Alzheimer’s Disease and Related Dementias (ADRD) affect millions worldwide and can begin over a decade before symptoms appear. ADRD are generally irreversible once clinical symptoms appear, making early prediction and intervention critical. While neuroimaging improves prediction, its availability restricts use at the population level. Electronic Health Record (EHR) data offers a scalable alternative, but existing models often overlook three key challenges: irregular clinical encounters, severe data sparsity, and the need for interpretability. To address these gaps, we propose GRU-D-RETAIN, a temporal deep learning architecture combines GRU-D’s strength in parameterized missing imputation with RETAIN’s explainable attention mechanism, enabling real-time risk monitoring at arbitrary clinical encounters with meaningful interpretations.

Methods

We identified 15,172 ADRD cases (age>=50) and 145,443 gender and date of birth matched controls from 6M patients in the University of Texas (UT) Physician EHR system. EHR were retrieved for each individual up to 10 years before ADRD diagnosis, and a random follow-up initiation date was assigned to simulate a real-world 10-year follow-up practice. Competing models including GRU-D-RETAIN, GRU-D, LSTM, Logit static, and Logit dynamic were trained on 6-fold cross-validation chunks and applied to the held-out to estimate performance.

Results

The scarcity of EHR records beyond 10 years before ADRD diagnosis precludes the development of valid predictive models beyond this timeframe. At the 10- year mark, only diagnoses of hypertension and hyperlipidemia exceeded 1% among ADRD cases. After randoming follow-up initiation date, GRU-D-RETAIN exhibited performance closely matching that of GRU-D across the entire follow-up period, both showing improved accuracy as follow-up time increases. Without applying data availability cut-off, both models achieved AUROC of 0.6 and 0.7 at 2-year and 8-year follow-up, respectively, significantly outperforming competing models. Data availability plays a more critical role than follow-up length in determining prediction performance.
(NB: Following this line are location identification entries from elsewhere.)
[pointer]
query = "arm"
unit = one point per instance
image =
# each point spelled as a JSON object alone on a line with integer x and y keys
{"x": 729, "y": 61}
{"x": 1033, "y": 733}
For example, 1 year of follow-up with 15% data availability yields comparable performance (AUROC of 0.75 and average precision of 0.5) to 7.5 years of follow-up with 10% data availability. For individual ADRD cases, GRU-D-RETAIN offered overall consistent explanations across training folds. However, certain folds produced different explanations at both the timestep and feature levels, despite yielding similar risk predictions.

Conclusion

We demonstrate that EHR data can support dynamic ADRD risk monitoring up to 10 years before diagnosis, though model utility depends highly on data completeness. GRU-D-RETAIN enables real-time risk monitoring with explainable attention weights at both timestep and feature levels, aiding clinicians in interpreting the output and identifying high-risk patients as well as potential key risk factors at individual level. This framework is broadly applicable to other conditions expecting irregular clinical encounters and requiring dynamic and interpretable risk assessment.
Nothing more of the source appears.